We are prescinding here from the scholarly discussion over the actual date of Christ’s birth. If the scholars are right, then we are left with the curious proposition that Jesus was born (according to the current accounting) in the year 7 Before Christ. But that question is academic—both literally and figuratively. The principle here is, I believe, an ancient one: “In for a penny, in for a pound.” If you’ve spent several centuries putting dates on historical events, only to learn that those dates are technically inaccurate, the best thing to do is put on a bold face and continue with the inaccuracy. It would be foolish even to try to reprogram the memories of millions of English-speaking people, so that they could say that the Battle of Hastings occurred in 1059; it simply couldn’t be done. So we march blithely into the future, giving inaccurate dates for every event in history. And frankly, . . . well, Rhett Butler said it all.

There are times, you see, when perception overwhelms reality. If everyone agrees that this is the 2000th year since the birth of Christ, then dissent from that proposal is silly. We must have some benchmark, and an inaccurate one that gains universal acceptance is preferable to an accurate one that is widely rejected.

So if the strict logicians would please pack up their arguments in the mothballs, I propose that we join our neighbors in welcoming the new millennium. Think of it this way: If you are a gracious host, and a guest arrives a bit early for your party, don’t you just forget about the time listed on the invitation, and begin the festivities right away?

An early escape

There is, I would add, an even more compelling reason for counting 2000 as the first year of the new millennium. If we are still slogging our way through the second millennium, then it follows that we must still be trapped in the 20th century. And if someone has found a way to arrange our premature escape from that blood-soaked era, by all means we should take advantage of it. Let’s not ask petty questions; let’s slam shut the book on the 20th century, and say, “Thank God it’s over.”

During the last several weeks of 1999, scores of journalists favored us with their lists of the most important events and personalities of the millennium that would soon be coming to a close. Personally, I confess that I really don’t know too much about the last millennium; I was only around for about 5 percent of it. But I did notice that every list was skewed a bit, understandably giving special prominence to the writer’s own interests. Very few of those lists gave an important place to the most important story of the last two millennia: the rise and spread of Christianity.

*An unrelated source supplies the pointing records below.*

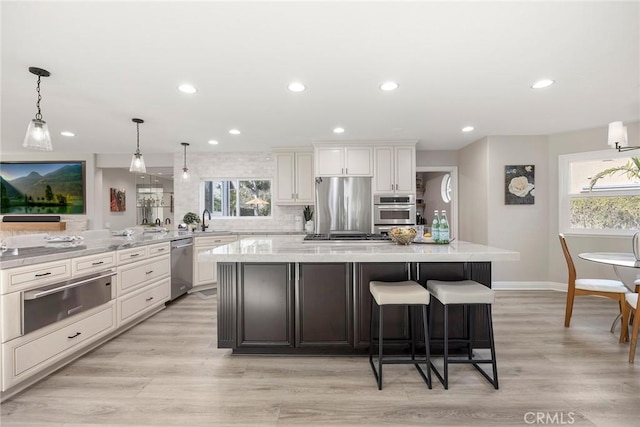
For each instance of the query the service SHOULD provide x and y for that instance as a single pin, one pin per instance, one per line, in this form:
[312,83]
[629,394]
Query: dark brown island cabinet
[324,308]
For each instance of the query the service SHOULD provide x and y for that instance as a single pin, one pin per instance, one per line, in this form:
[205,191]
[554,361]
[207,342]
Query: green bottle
[435,227]
[444,228]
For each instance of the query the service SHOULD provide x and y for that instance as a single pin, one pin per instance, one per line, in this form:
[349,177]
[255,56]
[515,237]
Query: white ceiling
[457,64]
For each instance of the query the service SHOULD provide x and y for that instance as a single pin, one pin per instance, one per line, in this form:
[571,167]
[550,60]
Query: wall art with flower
[519,185]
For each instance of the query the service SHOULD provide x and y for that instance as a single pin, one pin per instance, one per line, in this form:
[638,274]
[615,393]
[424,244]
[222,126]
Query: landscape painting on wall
[48,188]
[519,185]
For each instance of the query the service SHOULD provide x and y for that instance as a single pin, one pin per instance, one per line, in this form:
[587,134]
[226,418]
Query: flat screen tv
[47,188]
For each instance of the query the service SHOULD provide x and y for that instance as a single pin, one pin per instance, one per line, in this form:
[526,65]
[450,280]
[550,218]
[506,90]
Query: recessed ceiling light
[187,88]
[296,87]
[388,86]
[542,83]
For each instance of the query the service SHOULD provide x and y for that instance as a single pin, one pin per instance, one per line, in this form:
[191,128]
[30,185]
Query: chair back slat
[567,257]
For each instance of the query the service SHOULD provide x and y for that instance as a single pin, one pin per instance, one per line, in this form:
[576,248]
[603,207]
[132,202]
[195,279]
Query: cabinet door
[383,171]
[324,312]
[204,272]
[329,161]
[285,177]
[358,161]
[305,178]
[265,305]
[405,169]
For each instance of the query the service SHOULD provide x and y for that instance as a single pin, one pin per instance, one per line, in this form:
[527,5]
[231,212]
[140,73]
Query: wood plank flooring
[167,371]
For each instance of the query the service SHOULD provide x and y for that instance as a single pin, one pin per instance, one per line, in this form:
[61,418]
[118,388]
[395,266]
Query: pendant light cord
[38,114]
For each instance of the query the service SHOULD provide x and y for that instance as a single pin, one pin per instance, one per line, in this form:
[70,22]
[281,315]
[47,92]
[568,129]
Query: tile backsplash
[230,165]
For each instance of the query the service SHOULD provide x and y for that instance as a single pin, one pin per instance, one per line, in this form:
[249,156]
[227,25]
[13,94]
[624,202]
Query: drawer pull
[74,309]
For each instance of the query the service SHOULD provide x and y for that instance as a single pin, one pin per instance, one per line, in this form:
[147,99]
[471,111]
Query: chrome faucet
[204,227]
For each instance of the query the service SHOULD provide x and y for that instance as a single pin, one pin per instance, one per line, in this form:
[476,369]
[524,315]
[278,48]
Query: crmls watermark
[549,418]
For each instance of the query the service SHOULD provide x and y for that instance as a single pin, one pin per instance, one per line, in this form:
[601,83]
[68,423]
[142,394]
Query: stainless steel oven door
[394,214]
[50,304]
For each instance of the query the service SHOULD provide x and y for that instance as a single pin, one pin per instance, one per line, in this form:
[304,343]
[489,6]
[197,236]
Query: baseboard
[529,286]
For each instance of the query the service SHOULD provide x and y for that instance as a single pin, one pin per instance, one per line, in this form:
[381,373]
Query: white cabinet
[395,169]
[294,178]
[143,300]
[206,273]
[334,160]
[25,356]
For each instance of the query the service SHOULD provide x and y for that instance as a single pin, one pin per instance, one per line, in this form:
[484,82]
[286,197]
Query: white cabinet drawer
[143,300]
[25,356]
[131,255]
[134,275]
[159,249]
[14,279]
[93,263]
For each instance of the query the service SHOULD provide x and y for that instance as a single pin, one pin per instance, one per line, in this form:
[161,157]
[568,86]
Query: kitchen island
[284,295]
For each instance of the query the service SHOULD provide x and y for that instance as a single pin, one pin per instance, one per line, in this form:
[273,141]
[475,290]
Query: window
[599,193]
[238,198]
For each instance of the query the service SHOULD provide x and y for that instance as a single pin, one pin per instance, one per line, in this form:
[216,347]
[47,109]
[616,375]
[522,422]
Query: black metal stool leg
[380,343]
[426,344]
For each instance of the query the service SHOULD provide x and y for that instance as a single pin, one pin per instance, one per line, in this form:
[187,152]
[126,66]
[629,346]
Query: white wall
[518,227]
[203,166]
[473,192]
[577,142]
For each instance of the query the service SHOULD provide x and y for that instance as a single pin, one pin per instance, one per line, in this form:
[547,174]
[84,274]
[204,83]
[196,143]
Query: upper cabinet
[394,168]
[340,160]
[294,178]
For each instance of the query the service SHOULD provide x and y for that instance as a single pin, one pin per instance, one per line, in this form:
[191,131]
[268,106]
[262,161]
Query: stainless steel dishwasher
[181,266]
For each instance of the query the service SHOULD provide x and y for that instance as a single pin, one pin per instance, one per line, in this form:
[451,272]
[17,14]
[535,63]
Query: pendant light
[137,162]
[185,176]
[38,137]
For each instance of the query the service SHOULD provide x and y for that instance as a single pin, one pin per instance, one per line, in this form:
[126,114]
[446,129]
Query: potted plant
[191,219]
[308,215]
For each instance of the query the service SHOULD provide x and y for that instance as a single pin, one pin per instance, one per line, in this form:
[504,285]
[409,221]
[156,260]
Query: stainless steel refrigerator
[343,204]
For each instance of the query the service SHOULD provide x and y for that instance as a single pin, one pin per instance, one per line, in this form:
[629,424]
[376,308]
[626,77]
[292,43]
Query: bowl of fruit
[403,235]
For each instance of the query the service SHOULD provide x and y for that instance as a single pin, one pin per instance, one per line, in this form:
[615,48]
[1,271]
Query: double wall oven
[392,210]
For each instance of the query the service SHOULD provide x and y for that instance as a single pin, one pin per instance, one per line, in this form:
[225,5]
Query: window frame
[564,196]
[236,181]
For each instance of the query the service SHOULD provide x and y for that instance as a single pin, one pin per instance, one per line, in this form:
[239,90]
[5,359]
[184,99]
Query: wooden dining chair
[613,289]
[632,308]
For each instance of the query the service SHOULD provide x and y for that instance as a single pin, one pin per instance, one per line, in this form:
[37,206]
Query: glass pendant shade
[185,176]
[617,135]
[137,163]
[37,136]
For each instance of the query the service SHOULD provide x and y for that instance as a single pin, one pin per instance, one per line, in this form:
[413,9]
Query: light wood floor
[168,371]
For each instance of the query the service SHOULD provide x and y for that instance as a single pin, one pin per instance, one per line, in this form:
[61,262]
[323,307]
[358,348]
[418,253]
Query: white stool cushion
[460,292]
[407,292]
[632,299]
[601,285]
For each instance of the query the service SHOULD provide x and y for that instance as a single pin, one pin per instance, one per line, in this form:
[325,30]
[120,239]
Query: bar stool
[407,293]
[467,293]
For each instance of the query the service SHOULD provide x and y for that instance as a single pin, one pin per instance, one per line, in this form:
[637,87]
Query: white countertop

One way to judge the importance of a historical event is to ask what would have happened if the event had turned differently. Just for example, how might the world have been different if the Crusaders had not stayed out in the blazing sun all day on the field of Hattin, so that they were nearly paralyzed by sunstroke and heat exhaustion when Saladin’s army fell upon them? What would European civilization be like today if Don Juan’s fleet had run into unfavorable winds at the Battle of Lepanto? Would Christian unity be a more immediate goal if Elizabeth I had agreed to marry Philip II?

There is a unifying theme behind those “what if” questions. When we think about the history of the first few centuries after the year 1000, our view is dominated by the efforts to spread Christian culture around the world. Then, somewhere around the middle of the millennium, other historical forces came into the foreground: individualism, industrialism, socialism, and consumerism. By the 20th century, Christian culture was withering on the vine, while the relentless pursuit of a man-made utopia was giving us the gas chambers, the gulags, the ethnic-cleansing campaigns, and the abortion mills. The trend was an ominous one, and it seemed to be accelerating.

So now, with the help of a bit of mathematical sleight-of-hand, we have the opportunity to bring down the curtain on the ugliest of centuries. I say we should snatch the opportunity, proclaim that an era has ended, and never look back.